「HOPE(希望)」とともされた灯籠の前を、がん患者の支援などを訴えながら歩く参加者たち=佐賀市のどん3の森

 がんの患者やその家族へエールを送ろうとリレー形式で24時間夜通しで歩くチャリティイベント「リレー・フォー・ライフ・ジャパン2016佐賀」が24日正午、佐賀市のどんどんどんの森でスタートした。患者やがんを克服した人、支援者ら40を超える団体から2千人を超える参加が見込まれ、がんに負けない社会へ向け歩を進める。

 イベントは「患者は24時間がんと闘っている」というメッセージを発信し、増え続けるがんの啓発や亡くなった人への追悼を目的に全国各地で開催。佐賀では昨年初めて開かれた。

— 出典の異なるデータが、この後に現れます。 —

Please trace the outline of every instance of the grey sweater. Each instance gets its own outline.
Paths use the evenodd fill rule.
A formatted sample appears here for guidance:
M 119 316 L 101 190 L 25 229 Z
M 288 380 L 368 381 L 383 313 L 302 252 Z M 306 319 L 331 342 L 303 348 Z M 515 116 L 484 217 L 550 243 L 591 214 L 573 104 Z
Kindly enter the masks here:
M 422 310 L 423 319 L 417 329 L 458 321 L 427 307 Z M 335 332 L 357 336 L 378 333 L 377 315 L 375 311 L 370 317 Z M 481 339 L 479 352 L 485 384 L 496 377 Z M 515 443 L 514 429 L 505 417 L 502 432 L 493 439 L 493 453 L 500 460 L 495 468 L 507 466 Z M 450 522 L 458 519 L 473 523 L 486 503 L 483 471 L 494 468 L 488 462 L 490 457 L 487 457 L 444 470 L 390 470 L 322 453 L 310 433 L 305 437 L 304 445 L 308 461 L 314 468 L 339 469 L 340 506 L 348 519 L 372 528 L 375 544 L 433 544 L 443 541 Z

 開会式では木原慶吾委員長が「昨年の参加者で亡くなられた方もいる。この取り組みを続けていかないといけない」とあいさつ。昨年胃がんを患った山口祥義知事も駆け付け、中学3年生を対象にピロリ菌の感染検査を実施する全国初の県の取り組みに触れ、「佐賀の土地から全国にがん予防を発信していこう」と激励した。

 この日の夕方、会場は闘病中の患者へのエールをしたためた灯籠の光に包まれた。黙とうをささげ亡くなった人たちをしのび、がんをなくしていくための思いを一つにした。